At 10:45 p.m. Tuesday, Antwan Donete Lee, 31, of Chicago, was arrested at the 3211 Odyssey Court venue and charged with aggravated unlawful use of weapons, according to police reports.
Naperville police Cmdr. Ricky Krakow said Lee’s arrest was “the same as the others.”
“An officer (on) foot observed a firearm in a parked car,” he wrote in an email to the Sun. “The suspect returned to the car and was taken into custody without incident.”
Lee’s arrest comes just over a week after police arrested 34-year-old Joshua Ramon Menson, of Gary, Indiana, in the TopGolf parking lot for unlawful possession of a weapon by a felon. He was taken into custody after police spotted a gun inside his car while doing a foot patrol of the Odyssey Court lot, Krakow said at the time.
Gun-related arrests at Naperville’s TopGolf, which opened in fall 2015, have been recurring for months.
Over a two-month period last fall, police made four separate but similar gun busts at the business — all resulting from an officer spotting a gun through a car window while doing a foot patrol of the parking lot.
After the fourth incident, police said they were working with TopGolf to keep a close eye on safety.
Then, on New Year’s Eve, police made yet another gun-related arrest there.
Naperville Police Chief Jason Arres could not be reached Thursday for comment on the most recent case.
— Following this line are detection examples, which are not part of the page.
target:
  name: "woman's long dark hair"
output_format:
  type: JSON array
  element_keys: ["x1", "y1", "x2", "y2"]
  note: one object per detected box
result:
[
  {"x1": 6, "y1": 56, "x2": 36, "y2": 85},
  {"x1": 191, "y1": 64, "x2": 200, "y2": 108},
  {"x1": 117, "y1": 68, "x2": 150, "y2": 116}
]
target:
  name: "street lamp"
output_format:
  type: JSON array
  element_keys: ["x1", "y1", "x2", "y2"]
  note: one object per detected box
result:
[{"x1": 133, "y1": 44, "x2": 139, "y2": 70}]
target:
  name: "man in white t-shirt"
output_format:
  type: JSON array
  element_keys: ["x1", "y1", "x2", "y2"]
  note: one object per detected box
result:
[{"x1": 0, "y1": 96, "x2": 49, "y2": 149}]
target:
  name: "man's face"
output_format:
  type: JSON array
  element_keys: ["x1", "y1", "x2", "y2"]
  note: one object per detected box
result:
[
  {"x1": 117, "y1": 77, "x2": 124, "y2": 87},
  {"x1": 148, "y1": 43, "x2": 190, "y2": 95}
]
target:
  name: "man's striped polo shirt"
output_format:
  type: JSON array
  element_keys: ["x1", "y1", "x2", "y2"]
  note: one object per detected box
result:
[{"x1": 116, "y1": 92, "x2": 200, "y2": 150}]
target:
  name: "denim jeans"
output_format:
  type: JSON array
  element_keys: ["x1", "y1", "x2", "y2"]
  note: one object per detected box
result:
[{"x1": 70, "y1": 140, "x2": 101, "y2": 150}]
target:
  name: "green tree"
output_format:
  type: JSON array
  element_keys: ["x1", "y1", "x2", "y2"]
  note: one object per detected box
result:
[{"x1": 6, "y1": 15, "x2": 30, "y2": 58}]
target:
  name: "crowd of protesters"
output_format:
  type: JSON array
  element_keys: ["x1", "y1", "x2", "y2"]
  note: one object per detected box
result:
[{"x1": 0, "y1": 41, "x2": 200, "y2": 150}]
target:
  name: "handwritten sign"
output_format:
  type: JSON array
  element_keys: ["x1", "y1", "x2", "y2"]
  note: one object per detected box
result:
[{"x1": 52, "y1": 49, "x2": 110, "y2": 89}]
However, DuPage County State’s Attorney Bob Berlin Thursday reiterated statements he made to the Sun in October after the third gun-related arrest at the Naperville TopGolf, stressing that “we’ve not seen anything to tie all the cases together.”
He praised Naperville police for “doing an outstanding job of patrolling public areas” and “taking these illegal guns off the street and arresting people that have no right to possess these guns.”
Berlin said, “People should feel safe going (to the Naperville TopGolf) because they should know that the police are doing a great job of protecting them. They’re doing what they’re supposed to do. That’s how we keep the community safe.”